# From earth to home



## Mark. (Feb 10, 2019)

Off to the shop to see what I can come up with & try to not take away from the natural beauty of this Mimosa. I have a few ideas but not locked in on any one of them for sure. A part of me wants to saw this one log into two inch thick pieces & make a vainly top & put a top mounted bowl on it. The other part of me says, make bowls & platters. I have two 8 foot logs & this one is the second cut. Has anyone sawed a Mimosa into 5/4 & made any end tables, or any type of furniture out of it. I don't know it will act in the drying process. I have made bowls & platters & they have worked out pretty good. Open for ideas.

Reactions: EyeCandy! 5 | Way Cool 1


----------



## Nature Man (Feb 10, 2019)

One of my local woodturning buddies told me long ago that Mimosa was one of his 3 favorite woods to turn. I have a piece but have not turned it yet. Don't know about flatwork, but after looking at your pics I would definitely give it a go. Chuck


----------



## ripjack13 (Feb 10, 2019)

The only mimosa I worked with were in liquid form.

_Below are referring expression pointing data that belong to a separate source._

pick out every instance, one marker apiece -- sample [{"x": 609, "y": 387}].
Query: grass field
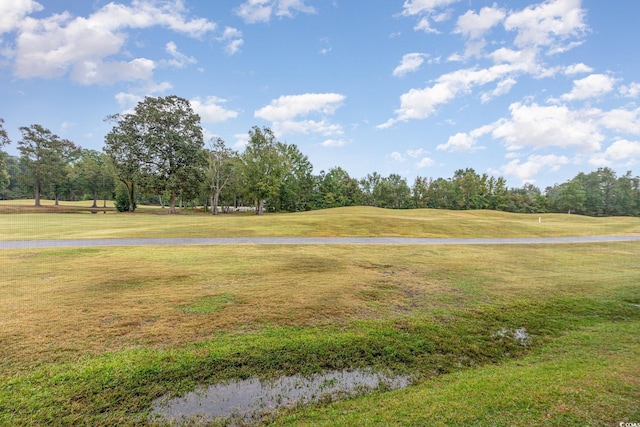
[
  {"x": 90, "y": 336},
  {"x": 352, "y": 222}
]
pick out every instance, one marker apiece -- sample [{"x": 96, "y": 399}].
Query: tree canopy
[{"x": 158, "y": 146}]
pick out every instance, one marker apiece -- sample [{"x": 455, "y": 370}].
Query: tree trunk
[
  {"x": 130, "y": 188},
  {"x": 172, "y": 203},
  {"x": 214, "y": 203},
  {"x": 37, "y": 193}
]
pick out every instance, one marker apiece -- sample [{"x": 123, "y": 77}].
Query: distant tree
[
  {"x": 44, "y": 157},
  {"x": 219, "y": 170},
  {"x": 393, "y": 192},
  {"x": 265, "y": 166},
  {"x": 337, "y": 188},
  {"x": 93, "y": 175},
  {"x": 420, "y": 192},
  {"x": 4, "y": 174},
  {"x": 159, "y": 146},
  {"x": 296, "y": 190},
  {"x": 569, "y": 197}
]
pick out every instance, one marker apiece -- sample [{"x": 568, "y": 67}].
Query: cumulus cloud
[
  {"x": 333, "y": 143},
  {"x": 466, "y": 142},
  {"x": 410, "y": 63},
  {"x": 13, "y": 12},
  {"x": 287, "y": 113},
  {"x": 549, "y": 126},
  {"x": 547, "y": 24},
  {"x": 232, "y": 37},
  {"x": 422, "y": 103},
  {"x": 211, "y": 111},
  {"x": 577, "y": 69},
  {"x": 623, "y": 150},
  {"x": 474, "y": 25},
  {"x": 62, "y": 44},
  {"x": 592, "y": 86},
  {"x": 526, "y": 171},
  {"x": 290, "y": 106},
  {"x": 253, "y": 11},
  {"x": 179, "y": 60},
  {"x": 425, "y": 162},
  {"x": 631, "y": 91},
  {"x": 418, "y": 7}
]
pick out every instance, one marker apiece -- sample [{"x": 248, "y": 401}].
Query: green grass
[
  {"x": 90, "y": 336},
  {"x": 355, "y": 222}
]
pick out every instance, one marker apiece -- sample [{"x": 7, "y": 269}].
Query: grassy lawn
[
  {"x": 348, "y": 222},
  {"x": 90, "y": 336}
]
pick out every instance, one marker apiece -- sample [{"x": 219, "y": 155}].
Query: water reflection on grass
[{"x": 247, "y": 400}]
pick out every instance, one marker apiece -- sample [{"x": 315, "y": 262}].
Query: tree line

Reactions: Like 1 | Funny 7


----------



## David Hill (Feb 10, 2019)

What little I’ve seen of it here— it tends to check, sometimes badly, seal ends as you can.
I agree, it is really pretty wood. Hard to find pieces big enough to use,


----------



## Lou Currier (Feb 10, 2019)

Some nice pen blanks off those offcuts

Reactions: Agree 1


----------



## JR Parks (Feb 10, 2019)

Beautiful wood but one of the few woods to give me sneezing fits even with a dust mask. Albeit an inexpensive one -but be forewarned. Jim

Reactions: Informative 1


----------



## Karl_TN (Feb 11, 2019)

Agree with David about Mimosa checking. It cuts pretty easy with a chainsaw which makes me wonder if it's hard enough for a table surface.


----------



## Mark. (Feb 12, 2019)

I agree on the if hard enough. I thought about throwing a viagra on it, but even then I have no idea how long that would last. I hope I was allowed to say that, I mean no harm, only in search of a Smile. I do wonder if an epoxy top coat would help any, or if that would be a waste of time & money. Open to, if anyone has tried that. Myself, even with all the years of working with wood, 40+ years! I have yet to use epoxy. Sometimes an Old Dog has need to listen to the Young. After proof reading I see I best watch out about how long Wood has been Working me, I will be telling on myself how many minutes I been hanging around

Reactions: Funny 2


----------



## rocky1 (Feb 14, 2019)

Dude... Haven't you watched those commercials? If you have hard wood for more than 4 hours, you're supposed to seek medical attention immediately!!

Reactions: Funny 3


----------



## Mark. (Feb 17, 2019)

Yes Rocky I have seen those commercials. I ask my LPN what were we gonna do should I have this for 4 hours or more & Her response caught me by suprise when She said. We would lock all the doors & turn out all the lights, cause She didn't want anyone to see Her antidote till She could get Her patent approved. Getah Smile

Reactions: Like 1


----------



## Nubsnstubs (Feb 17, 2019)

rocky1 said:


> Dude... Haven't you watched those commercials? If you have hard wood for more than 4 hours, *you're supposed to seek medical attention immediately*!!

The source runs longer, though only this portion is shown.